We identify Arctic extreme seasons objectively by using a multi-variate method which combines the seasonal anomalies of different surface parameters, including surface temperature, precipitation, surface heat fluxes, and surface radiation. Thus, we do not simply choose the hottest or wettest season, but also consider seasons which arise from an unusual combination of seasonal anomalies. As regional differences in the surface conditions can have a strong impact on the variability of the surface parameters, we analyze sub-regions with climatologically high, mixed or low sea ice cover separately.

A detailed analysis of extreme Arctic winters does reveal a high variability in their substructure and driving synoptic processes. While some seasons show strongly anomalous seasonal-mean values mainly in one parameter, others are characterized by a combination of very unusual seasonal conditions in terms of temperature, precipitation, and the surface energy balance components. Recurrent synoptic events such as cyclones, blocking and cold air outbreak episodes can strongly influence an entire season, depending on their location relative to the considered region.

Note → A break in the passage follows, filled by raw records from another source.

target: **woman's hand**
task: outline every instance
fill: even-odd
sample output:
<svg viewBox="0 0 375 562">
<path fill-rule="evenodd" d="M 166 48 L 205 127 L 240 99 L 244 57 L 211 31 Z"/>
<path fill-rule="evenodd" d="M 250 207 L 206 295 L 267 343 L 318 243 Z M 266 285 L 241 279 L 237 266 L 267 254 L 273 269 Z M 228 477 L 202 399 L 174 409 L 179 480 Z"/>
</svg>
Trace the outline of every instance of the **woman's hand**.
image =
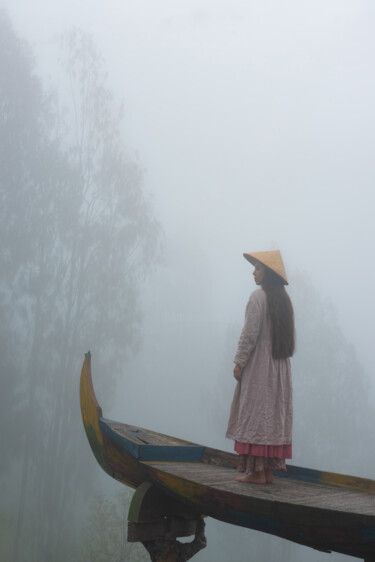
<svg viewBox="0 0 375 562">
<path fill-rule="evenodd" d="M 242 374 L 242 369 L 239 365 L 236 365 L 235 368 L 233 369 L 233 376 L 236 380 L 240 381 L 241 380 L 241 374 Z"/>
</svg>

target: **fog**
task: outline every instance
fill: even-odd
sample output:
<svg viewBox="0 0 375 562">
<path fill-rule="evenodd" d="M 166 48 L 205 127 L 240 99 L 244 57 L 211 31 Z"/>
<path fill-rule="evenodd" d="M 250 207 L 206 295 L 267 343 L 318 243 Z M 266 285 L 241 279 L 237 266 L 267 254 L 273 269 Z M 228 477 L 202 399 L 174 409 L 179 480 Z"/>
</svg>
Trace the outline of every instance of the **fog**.
<svg viewBox="0 0 375 562">
<path fill-rule="evenodd" d="M 87 340 L 104 415 L 232 450 L 232 359 L 254 288 L 242 253 L 278 248 L 297 327 L 292 462 L 374 478 L 373 3 L 2 5 L 44 87 L 63 96 L 60 36 L 92 35 L 163 233 L 162 257 L 139 281 L 138 350 L 116 367 L 113 392 L 100 350 L 108 327 L 104 343 Z M 74 358 L 77 381 L 85 351 Z M 114 493 L 99 468 L 95 477 L 96 490 Z M 207 538 L 197 561 L 249 551 L 254 560 L 345 559 L 212 521 Z"/>
</svg>

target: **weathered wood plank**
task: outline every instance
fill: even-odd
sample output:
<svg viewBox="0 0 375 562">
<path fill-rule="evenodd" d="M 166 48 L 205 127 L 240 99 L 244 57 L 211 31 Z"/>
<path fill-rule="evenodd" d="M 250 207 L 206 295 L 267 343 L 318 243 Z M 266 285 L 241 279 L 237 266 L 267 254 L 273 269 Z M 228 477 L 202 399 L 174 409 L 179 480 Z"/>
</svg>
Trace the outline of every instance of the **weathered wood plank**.
<svg viewBox="0 0 375 562">
<path fill-rule="evenodd" d="M 375 494 L 277 476 L 273 485 L 245 484 L 236 482 L 235 470 L 205 463 L 145 464 L 225 492 L 294 505 L 375 516 Z"/>
</svg>

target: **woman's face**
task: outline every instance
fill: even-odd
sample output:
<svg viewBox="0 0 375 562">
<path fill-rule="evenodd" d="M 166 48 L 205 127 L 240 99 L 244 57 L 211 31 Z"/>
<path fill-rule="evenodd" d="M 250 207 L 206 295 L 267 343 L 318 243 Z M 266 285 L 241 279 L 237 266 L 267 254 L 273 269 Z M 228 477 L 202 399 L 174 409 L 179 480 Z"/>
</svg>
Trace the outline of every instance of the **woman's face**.
<svg viewBox="0 0 375 562">
<path fill-rule="evenodd" d="M 258 261 L 255 262 L 255 268 L 253 271 L 254 281 L 256 285 L 261 285 L 264 277 L 264 265 L 259 263 Z"/>
</svg>

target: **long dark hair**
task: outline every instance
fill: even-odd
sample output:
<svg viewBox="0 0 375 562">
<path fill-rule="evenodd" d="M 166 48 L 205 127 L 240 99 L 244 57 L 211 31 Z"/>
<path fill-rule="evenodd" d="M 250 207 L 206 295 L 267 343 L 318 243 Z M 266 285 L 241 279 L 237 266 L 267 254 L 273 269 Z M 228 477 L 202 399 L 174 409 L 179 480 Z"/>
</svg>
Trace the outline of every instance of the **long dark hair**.
<svg viewBox="0 0 375 562">
<path fill-rule="evenodd" d="M 272 357 L 291 357 L 295 348 L 292 301 L 281 277 L 268 267 L 264 269 L 262 288 L 267 295 L 268 315 L 271 320 Z"/>
</svg>

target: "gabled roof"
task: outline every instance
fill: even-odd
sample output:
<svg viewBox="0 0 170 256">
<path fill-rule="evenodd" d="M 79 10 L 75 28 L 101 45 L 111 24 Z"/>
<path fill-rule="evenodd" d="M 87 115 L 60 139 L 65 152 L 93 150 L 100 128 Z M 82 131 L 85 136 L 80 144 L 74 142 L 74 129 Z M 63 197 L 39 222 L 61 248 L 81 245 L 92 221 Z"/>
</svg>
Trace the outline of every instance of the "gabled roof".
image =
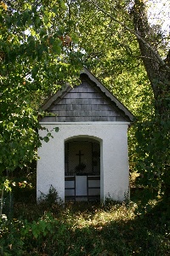
<svg viewBox="0 0 170 256">
<path fill-rule="evenodd" d="M 59 117 L 58 119 L 52 117 L 48 117 L 48 119 L 43 118 L 42 122 L 48 120 L 133 121 L 133 115 L 128 109 L 85 67 L 81 72 L 81 79 L 82 84 L 79 86 L 72 88 L 70 85 L 65 85 L 47 101 L 42 109 L 55 113 Z M 91 95 L 93 95 L 94 99 L 91 99 Z M 73 102 L 74 104 L 71 105 Z M 92 107 L 89 108 L 90 104 Z M 78 105 L 81 108 L 78 108 Z M 91 118 L 90 114 L 92 115 Z M 67 116 L 67 119 L 65 115 Z"/>
</svg>

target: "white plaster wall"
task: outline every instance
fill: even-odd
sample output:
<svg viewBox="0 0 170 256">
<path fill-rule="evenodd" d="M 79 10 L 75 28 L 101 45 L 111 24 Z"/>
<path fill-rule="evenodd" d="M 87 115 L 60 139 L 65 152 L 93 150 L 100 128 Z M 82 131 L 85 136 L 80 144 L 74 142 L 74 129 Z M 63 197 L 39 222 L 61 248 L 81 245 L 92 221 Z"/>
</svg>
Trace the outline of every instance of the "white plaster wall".
<svg viewBox="0 0 170 256">
<path fill-rule="evenodd" d="M 38 148 L 37 190 L 48 194 L 52 184 L 65 201 L 65 142 L 74 137 L 91 137 L 100 142 L 100 197 L 123 201 L 128 191 L 128 127 L 129 123 L 42 123 L 54 138 Z M 39 131 L 46 136 L 45 130 Z"/>
</svg>

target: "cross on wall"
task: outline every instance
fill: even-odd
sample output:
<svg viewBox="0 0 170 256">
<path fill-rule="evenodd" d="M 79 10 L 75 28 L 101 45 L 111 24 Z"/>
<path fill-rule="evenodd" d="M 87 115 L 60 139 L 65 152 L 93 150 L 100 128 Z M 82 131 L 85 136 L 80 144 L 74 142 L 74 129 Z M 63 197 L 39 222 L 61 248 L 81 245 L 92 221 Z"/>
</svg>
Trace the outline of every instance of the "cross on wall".
<svg viewBox="0 0 170 256">
<path fill-rule="evenodd" d="M 82 163 L 81 157 L 82 157 L 82 155 L 84 155 L 84 154 L 82 154 L 82 153 L 81 153 L 81 150 L 79 150 L 78 154 L 76 154 L 76 155 L 78 155 L 78 156 L 79 156 L 79 165 L 80 165 L 80 164 Z"/>
</svg>

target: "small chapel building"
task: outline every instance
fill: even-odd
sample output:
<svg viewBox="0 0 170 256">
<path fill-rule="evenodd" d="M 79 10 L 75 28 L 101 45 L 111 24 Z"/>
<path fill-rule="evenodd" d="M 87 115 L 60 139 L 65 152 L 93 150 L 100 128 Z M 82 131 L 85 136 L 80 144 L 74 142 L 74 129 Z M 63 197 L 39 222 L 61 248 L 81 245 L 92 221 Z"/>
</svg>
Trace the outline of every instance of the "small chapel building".
<svg viewBox="0 0 170 256">
<path fill-rule="evenodd" d="M 86 68 L 80 79 L 42 107 L 47 115 L 40 125 L 53 137 L 37 150 L 37 198 L 52 185 L 63 201 L 122 201 L 129 193 L 128 129 L 133 115 Z"/>
</svg>

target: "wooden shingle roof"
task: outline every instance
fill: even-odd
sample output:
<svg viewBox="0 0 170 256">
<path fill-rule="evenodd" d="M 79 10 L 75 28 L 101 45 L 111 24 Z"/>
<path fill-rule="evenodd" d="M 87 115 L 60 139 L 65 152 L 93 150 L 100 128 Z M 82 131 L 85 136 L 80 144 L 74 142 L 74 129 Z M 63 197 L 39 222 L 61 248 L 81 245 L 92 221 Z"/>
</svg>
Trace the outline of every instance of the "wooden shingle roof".
<svg viewBox="0 0 170 256">
<path fill-rule="evenodd" d="M 80 85 L 67 85 L 48 100 L 42 110 L 54 114 L 41 122 L 133 121 L 128 109 L 88 69 L 80 79 Z"/>
</svg>

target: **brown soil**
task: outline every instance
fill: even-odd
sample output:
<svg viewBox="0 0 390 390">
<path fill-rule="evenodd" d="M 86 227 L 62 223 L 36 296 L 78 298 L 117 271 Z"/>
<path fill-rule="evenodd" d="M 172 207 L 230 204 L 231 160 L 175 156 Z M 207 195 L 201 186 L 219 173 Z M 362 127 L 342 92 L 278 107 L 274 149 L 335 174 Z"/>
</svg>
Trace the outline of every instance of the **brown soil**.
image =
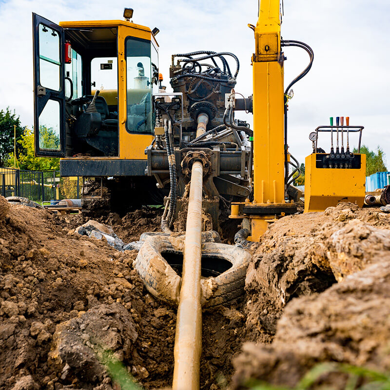
<svg viewBox="0 0 390 390">
<path fill-rule="evenodd" d="M 75 234 L 81 215 L 57 217 L 1 197 L 0 210 L 0 389 L 112 389 L 102 349 L 144 388 L 169 386 L 176 312 L 147 293 L 133 269 L 137 253 Z M 109 218 L 128 242 L 156 230 L 160 214 Z M 233 373 L 245 323 L 236 308 L 204 314 L 202 389 L 219 389 Z"/>
<path fill-rule="evenodd" d="M 127 243 L 158 231 L 162 212 L 98 221 Z M 74 233 L 87 219 L 0 197 L 0 389 L 116 390 L 106 350 L 145 389 L 170 385 L 175 310 L 147 293 L 136 251 Z M 203 314 L 201 389 L 225 389 L 234 371 L 236 389 L 293 385 L 327 360 L 390 369 L 389 221 L 342 204 L 274 224 L 252 249 L 244 301 Z M 223 223 L 231 242 L 236 222 Z M 245 341 L 257 344 L 240 353 Z"/>
</svg>

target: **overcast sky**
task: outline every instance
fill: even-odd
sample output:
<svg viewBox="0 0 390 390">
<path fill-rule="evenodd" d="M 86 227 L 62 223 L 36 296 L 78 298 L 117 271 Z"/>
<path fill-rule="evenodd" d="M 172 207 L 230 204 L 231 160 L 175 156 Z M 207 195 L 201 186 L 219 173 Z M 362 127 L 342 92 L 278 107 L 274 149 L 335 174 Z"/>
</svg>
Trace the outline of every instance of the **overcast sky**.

For example, two extreme winters in the Kara and Barents Seas are analyzed which show very different characteristics due to contrasting synoptic conditions (see Figures below). Winter 2011/12 was characterized by constantly above-average temperatures during the season which can be related to the frequent advection of warm air favored by a sequence of quasi-stationary cyclones in the Barents Sea. The strong warm anomaly was further maintained by an enhanced frequency of blocking anticyclones and a reduced frequency of cold air outbreaks in the Kara and Barents Seas. In contrast, winter 2016/17 started with a strongly reduced sea ice coverage and enhanced sea surface temperatures in the same region. This surface preconditioning, together with increased frequencies of cold air outbreaks and cyclones, was responsible for large upward surface flux anomalies and strongly increased precipitation, causing the season to be extreme.